Confronted with overwhelming hordes of bicycles and cars, particularly in Vietnam, he didn’t observe the road rage that consumes so many American drivers. It is that patience that he wants to apply upon his return.

“If I can put it into action the rest of my life, that would be the ultimate,” he said.

He came home because he had to do his taxes, a responsibility he was a bit annoyed about fulfilling.

“The more I traveled, the more I wanted to stay out on the road,” he said.

Pierotti visited India, Sri Lanka, the Maldives, Thailand, Cambodia, Vietnam, Laos, the Philippines and Myanmar, formerly known as Burma. He traveled like a 20-something, staying in dorms and renting bicycles to explore. Even the natives commented on his style of travel.

“There weren’t too many travelers like me my age,” he said.

Ray Pierotti photographed his five-month trek across Southeast Asia, sharing many of his images on Instagram and Facebook.

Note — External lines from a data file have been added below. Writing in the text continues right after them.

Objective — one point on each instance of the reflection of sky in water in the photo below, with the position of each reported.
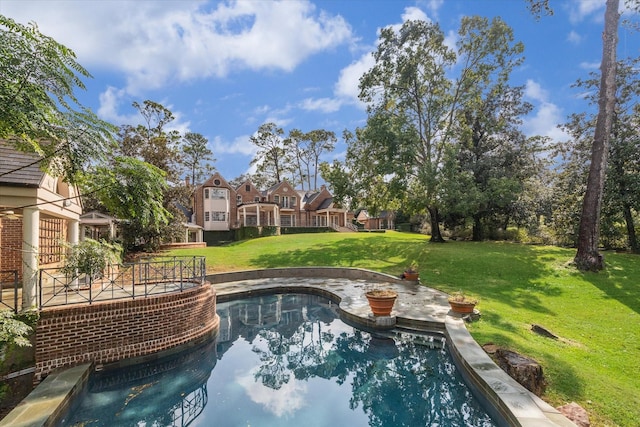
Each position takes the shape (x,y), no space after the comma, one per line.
(287,400)
(288,361)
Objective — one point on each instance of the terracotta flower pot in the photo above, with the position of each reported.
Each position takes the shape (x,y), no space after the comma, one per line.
(411,275)
(462,307)
(381,302)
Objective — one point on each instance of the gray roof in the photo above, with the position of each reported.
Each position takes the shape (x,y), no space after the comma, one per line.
(18,168)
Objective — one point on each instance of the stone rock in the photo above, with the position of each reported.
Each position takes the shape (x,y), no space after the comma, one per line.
(490,348)
(575,413)
(526,371)
(541,330)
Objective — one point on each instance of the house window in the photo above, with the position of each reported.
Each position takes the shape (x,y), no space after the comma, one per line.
(218,216)
(285,221)
(218,193)
(49,241)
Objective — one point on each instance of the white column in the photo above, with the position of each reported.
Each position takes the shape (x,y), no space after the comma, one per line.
(30,238)
(74,231)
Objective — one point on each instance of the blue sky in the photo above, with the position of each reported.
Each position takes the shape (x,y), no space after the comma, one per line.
(225,68)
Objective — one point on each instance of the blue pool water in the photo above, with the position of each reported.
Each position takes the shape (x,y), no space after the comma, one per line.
(287,360)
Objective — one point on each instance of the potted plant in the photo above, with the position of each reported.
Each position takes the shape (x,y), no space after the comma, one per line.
(90,258)
(411,273)
(462,304)
(381,301)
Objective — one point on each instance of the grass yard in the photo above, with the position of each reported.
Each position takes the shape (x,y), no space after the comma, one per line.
(596,363)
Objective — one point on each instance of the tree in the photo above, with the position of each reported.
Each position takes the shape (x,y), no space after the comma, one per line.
(134,191)
(623,169)
(340,182)
(39,111)
(197,156)
(409,88)
(494,155)
(309,147)
(588,258)
(272,160)
(151,142)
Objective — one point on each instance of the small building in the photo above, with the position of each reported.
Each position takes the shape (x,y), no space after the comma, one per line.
(37,212)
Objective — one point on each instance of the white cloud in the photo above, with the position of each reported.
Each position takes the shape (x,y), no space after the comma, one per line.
(325,105)
(240,145)
(414,14)
(580,9)
(546,117)
(155,43)
(574,38)
(346,87)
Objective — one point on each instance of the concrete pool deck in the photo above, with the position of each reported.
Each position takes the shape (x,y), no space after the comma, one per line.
(417,308)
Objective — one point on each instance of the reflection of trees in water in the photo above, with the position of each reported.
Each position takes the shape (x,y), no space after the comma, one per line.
(167,392)
(397,382)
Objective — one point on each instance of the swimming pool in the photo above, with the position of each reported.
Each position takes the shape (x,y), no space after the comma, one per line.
(287,360)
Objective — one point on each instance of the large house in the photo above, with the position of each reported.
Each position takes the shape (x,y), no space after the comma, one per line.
(218,206)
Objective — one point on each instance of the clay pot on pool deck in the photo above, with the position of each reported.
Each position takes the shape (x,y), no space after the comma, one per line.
(381,301)
(462,304)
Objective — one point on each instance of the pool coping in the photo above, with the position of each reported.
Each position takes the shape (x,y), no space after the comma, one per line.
(417,308)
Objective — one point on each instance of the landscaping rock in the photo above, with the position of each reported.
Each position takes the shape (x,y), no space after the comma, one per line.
(526,371)
(575,413)
(541,330)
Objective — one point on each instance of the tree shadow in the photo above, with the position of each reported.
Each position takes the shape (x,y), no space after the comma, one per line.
(619,280)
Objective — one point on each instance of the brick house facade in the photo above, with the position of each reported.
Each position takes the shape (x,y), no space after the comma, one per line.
(218,206)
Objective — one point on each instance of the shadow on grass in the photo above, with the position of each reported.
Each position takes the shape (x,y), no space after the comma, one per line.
(513,274)
(619,280)
(564,376)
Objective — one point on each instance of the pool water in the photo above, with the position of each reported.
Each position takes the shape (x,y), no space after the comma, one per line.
(287,360)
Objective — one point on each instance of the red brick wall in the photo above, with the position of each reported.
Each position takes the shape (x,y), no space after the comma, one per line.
(11,245)
(112,331)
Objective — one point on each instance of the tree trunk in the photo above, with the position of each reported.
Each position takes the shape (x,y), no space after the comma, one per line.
(631,229)
(477,229)
(587,257)
(436,236)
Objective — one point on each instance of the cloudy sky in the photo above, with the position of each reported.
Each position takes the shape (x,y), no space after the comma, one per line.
(226,67)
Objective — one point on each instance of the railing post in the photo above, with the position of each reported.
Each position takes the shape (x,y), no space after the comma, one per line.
(39,291)
(15,291)
(181,283)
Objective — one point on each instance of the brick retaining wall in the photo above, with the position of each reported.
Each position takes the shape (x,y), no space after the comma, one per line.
(109,332)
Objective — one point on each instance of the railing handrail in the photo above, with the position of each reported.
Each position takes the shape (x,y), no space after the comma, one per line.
(145,277)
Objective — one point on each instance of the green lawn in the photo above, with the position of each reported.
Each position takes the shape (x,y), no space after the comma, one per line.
(597,315)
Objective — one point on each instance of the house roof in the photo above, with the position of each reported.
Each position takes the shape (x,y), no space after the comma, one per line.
(18,168)
(326,203)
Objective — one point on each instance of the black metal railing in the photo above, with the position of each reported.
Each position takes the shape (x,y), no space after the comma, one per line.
(9,289)
(151,276)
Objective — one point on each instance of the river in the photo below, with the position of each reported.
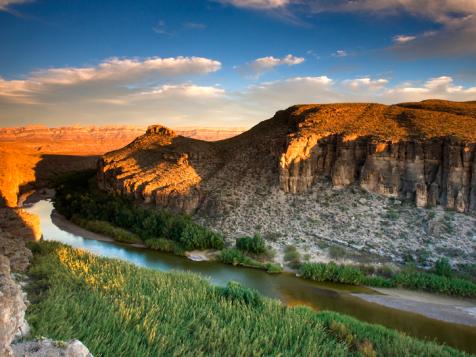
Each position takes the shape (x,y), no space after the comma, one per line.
(285,287)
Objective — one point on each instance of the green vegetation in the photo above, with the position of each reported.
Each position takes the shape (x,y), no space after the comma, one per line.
(106,228)
(118,309)
(407,278)
(77,198)
(253,244)
(443,268)
(164,245)
(236,257)
(292,256)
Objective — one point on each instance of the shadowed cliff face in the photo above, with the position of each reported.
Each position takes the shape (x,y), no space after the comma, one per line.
(424,152)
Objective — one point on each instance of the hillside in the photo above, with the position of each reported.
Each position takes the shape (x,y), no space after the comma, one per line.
(319,175)
(33,155)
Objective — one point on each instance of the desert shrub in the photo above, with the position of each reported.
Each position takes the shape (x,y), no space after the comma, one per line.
(407,278)
(273,268)
(443,267)
(162,244)
(145,312)
(236,292)
(253,244)
(106,228)
(332,272)
(336,252)
(80,198)
(435,283)
(232,256)
(292,256)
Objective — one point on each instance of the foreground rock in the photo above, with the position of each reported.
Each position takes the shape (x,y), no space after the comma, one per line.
(16,228)
(12,308)
(51,348)
(280,177)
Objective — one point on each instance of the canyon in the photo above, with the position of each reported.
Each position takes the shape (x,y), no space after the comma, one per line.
(357,175)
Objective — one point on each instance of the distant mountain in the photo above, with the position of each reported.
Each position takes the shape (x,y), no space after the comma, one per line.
(32,155)
(280,177)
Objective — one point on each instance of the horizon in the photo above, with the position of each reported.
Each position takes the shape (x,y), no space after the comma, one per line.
(226,63)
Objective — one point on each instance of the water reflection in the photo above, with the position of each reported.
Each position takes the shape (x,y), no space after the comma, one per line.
(287,288)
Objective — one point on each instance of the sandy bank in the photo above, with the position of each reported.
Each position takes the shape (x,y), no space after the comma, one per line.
(438,307)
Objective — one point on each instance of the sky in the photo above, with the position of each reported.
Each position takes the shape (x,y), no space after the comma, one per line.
(225,63)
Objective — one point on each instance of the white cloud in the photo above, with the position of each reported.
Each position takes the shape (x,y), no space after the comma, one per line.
(264,64)
(401,39)
(365,83)
(114,75)
(153,91)
(456,20)
(6,4)
(439,88)
(257,4)
(340,53)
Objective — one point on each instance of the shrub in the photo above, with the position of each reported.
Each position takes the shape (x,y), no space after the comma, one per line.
(253,244)
(106,228)
(292,256)
(443,267)
(273,268)
(332,272)
(232,256)
(145,312)
(336,252)
(236,292)
(79,198)
(161,244)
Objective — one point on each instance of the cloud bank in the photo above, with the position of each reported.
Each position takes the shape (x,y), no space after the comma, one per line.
(456,20)
(159,90)
(261,65)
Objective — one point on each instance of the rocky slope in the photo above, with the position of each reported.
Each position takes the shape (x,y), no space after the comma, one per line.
(269,177)
(31,156)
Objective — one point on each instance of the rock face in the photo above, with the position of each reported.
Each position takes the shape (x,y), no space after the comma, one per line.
(51,348)
(423,152)
(12,307)
(434,172)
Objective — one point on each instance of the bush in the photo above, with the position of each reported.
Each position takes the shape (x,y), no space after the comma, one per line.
(253,244)
(408,278)
(162,244)
(273,268)
(332,272)
(80,198)
(118,309)
(232,256)
(237,293)
(106,228)
(336,252)
(292,256)
(443,267)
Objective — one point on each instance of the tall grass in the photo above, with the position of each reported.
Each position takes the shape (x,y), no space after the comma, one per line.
(78,197)
(118,309)
(407,278)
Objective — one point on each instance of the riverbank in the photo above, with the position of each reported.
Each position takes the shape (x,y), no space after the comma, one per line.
(443,308)
(146,312)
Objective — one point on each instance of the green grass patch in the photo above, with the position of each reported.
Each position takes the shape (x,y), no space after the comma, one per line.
(118,309)
(407,278)
(106,228)
(80,198)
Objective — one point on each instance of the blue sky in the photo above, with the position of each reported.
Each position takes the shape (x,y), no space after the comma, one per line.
(226,62)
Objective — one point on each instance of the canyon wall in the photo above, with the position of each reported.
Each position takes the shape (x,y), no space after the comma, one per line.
(440,171)
(409,151)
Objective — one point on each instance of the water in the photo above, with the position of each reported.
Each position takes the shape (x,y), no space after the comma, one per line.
(285,287)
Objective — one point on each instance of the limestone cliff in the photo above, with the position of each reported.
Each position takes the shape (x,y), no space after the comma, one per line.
(423,152)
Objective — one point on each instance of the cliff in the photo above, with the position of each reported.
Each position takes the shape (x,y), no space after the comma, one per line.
(422,152)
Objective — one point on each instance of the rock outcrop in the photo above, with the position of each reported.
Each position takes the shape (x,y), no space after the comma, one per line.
(12,307)
(50,348)
(423,152)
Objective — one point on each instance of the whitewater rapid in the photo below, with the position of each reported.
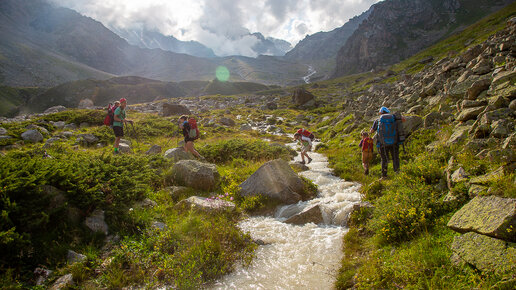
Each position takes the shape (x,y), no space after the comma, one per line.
(299,257)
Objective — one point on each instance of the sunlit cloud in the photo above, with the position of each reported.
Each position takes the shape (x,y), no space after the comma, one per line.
(224,25)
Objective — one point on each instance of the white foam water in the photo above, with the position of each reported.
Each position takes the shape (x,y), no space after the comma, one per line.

Just like many Millennials, he documented his trip on Instagram, where he posted dozens of the moments he spent with locals or other tourists.

Wherever he went, he endeavored to learn the basics of the language and how to be polite.

Pierotti advises other travelers interested in connecting with people in a foreign country to make similar gestures of goodwill.

“Learn a little bit of the language so people can look at you and know that you are making an attempt to be respectful,” he said.

About 80% of the time, communication with any given individual was difficult or impossible, he said. But he found the natives generally spoke enough English for him to get by. When he did meet someone who spoke English well enough, he made sure to ask tons of questions about their jobs, economy and government.

“I had people that didn’t know me at all that wanted to buy me meals and buy me beer,” Pierotti said.

He was invited into the kitchens of taxi drivers and restaurant owners for dinner, an experience he appreciated as a former restaurant owner himself.

Not that everyone was friendly or every moment was comfortable for Pierotti.

After he landed in Delhi, his taxi driver tried to scam him by taking him to the slums and asking everyone where to find Pierotti’s hotel. After two hours, Pierotti got upset and demanded to be taken to his hotel.

“That was scary – that was my first few hours in India,” he said.

Ray Pierotti met a group of nuns and monks in Vietnam who befriended him for a portion of his journey.

In the spring, he saw some of the worst air pollution in the world when the rice farmers from Malaysia to Thailand burned their fields.

But he also visited Angkor Wat, the largest religious complex in the world, dived with hundreds of sharks in the Maldives and visited the killing fields in Cambodia, where those who did not agree with the Khmer Rouge regime in the 1970s were sent to work to death.

In northern Vietnam, Pierotti drove the Ha Giang Loop, a motorbike loop, through mountains he likened to scenes from “Lord of the Rings.”

It was in Vietnam where he met a group of Buddhist monks and nuns, who are in general fairly private people, who befriended him. Few of them spoke English well, but they kept offering him food and lodging, every time they met by chance on the road. In the end, they left him with an open invitation to visit their monastery in Ho Chi Minh City, in southern Vietnam.

“Little things like that made it a wonderful adventure,” Pierotti said.